Just last month Twitter was forced to pull tweets which included anti-jewish jokes following legal threats from the French Jewish Students Union, according to AFP. They also pulled hashtags which were deemed anti-Jewish such as #unbonjuif (agoodjew). Apparently it is against the law in France to make anti-semitic jokes. That is the consensus of the news stories across the internet.
And yet ...
Only the previous month a French magazine, in an action which was much more publicly inflammatory and anti-semitic, produced a series of cartoons insulting to Muslims. What was response to that? Police went to guard the magazine offices. Not to raid them, not to issue an injunction, but to protect them.
Seems to me a plausible case of outrageous hypocrisy. Yet it would be unfair to blame the French for being two-faced hypocrites when it comes to Muslims. The response to the two issues was pretty much the same in most of the English-speaking media.
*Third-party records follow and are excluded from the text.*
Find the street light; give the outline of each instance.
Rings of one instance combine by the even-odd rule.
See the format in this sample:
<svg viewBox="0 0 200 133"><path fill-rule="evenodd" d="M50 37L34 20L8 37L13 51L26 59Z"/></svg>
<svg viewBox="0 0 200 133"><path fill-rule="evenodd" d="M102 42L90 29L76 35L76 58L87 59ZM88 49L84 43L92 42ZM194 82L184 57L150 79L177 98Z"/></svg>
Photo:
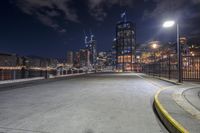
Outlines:
<svg viewBox="0 0 200 133"><path fill-rule="evenodd" d="M169 20L163 23L164 28L173 27L175 25L175 21ZM181 50L180 50L180 40L179 40L179 24L176 23L176 41L177 41L177 57L178 57L178 82L182 82L182 63L181 63Z"/></svg>
<svg viewBox="0 0 200 133"><path fill-rule="evenodd" d="M157 43L153 43L153 44L151 45L151 47L152 47L153 49L157 49L157 48L158 48L158 44L157 44Z"/></svg>

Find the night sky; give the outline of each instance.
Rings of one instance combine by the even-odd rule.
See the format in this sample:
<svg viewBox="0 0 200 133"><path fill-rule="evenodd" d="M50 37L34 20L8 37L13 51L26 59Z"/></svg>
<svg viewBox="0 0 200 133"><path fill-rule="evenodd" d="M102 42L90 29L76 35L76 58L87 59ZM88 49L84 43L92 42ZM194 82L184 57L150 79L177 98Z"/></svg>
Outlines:
<svg viewBox="0 0 200 133"><path fill-rule="evenodd" d="M166 19L179 21L182 36L200 34L200 0L2 0L0 52L64 58L84 47L84 30L107 51L125 10L140 45L175 41L175 28L161 27Z"/></svg>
In the first case there was a staunch defense of free speech; in the second case, no defense at all.
Surely you think; with the wealth of media commentary available on such a topical issue, some official media outlet has pointed out this obvious fact? Not one. Not one media commentator has made the obvious comparison between the two cases. Not even to disagree with my conclusion. This is what we have nowadays with our super-free 24/7 internet enabled media world. A uniformity, a closed mindset, a lack of analysis and evaluation, that would sit comfortably with the great days of 1950s Soviet journalism.
And with a media that crap, we are hardly likely to see a ripple in the public discourse in Europe, which will continue to be utterly hypocritical and anti-muslim.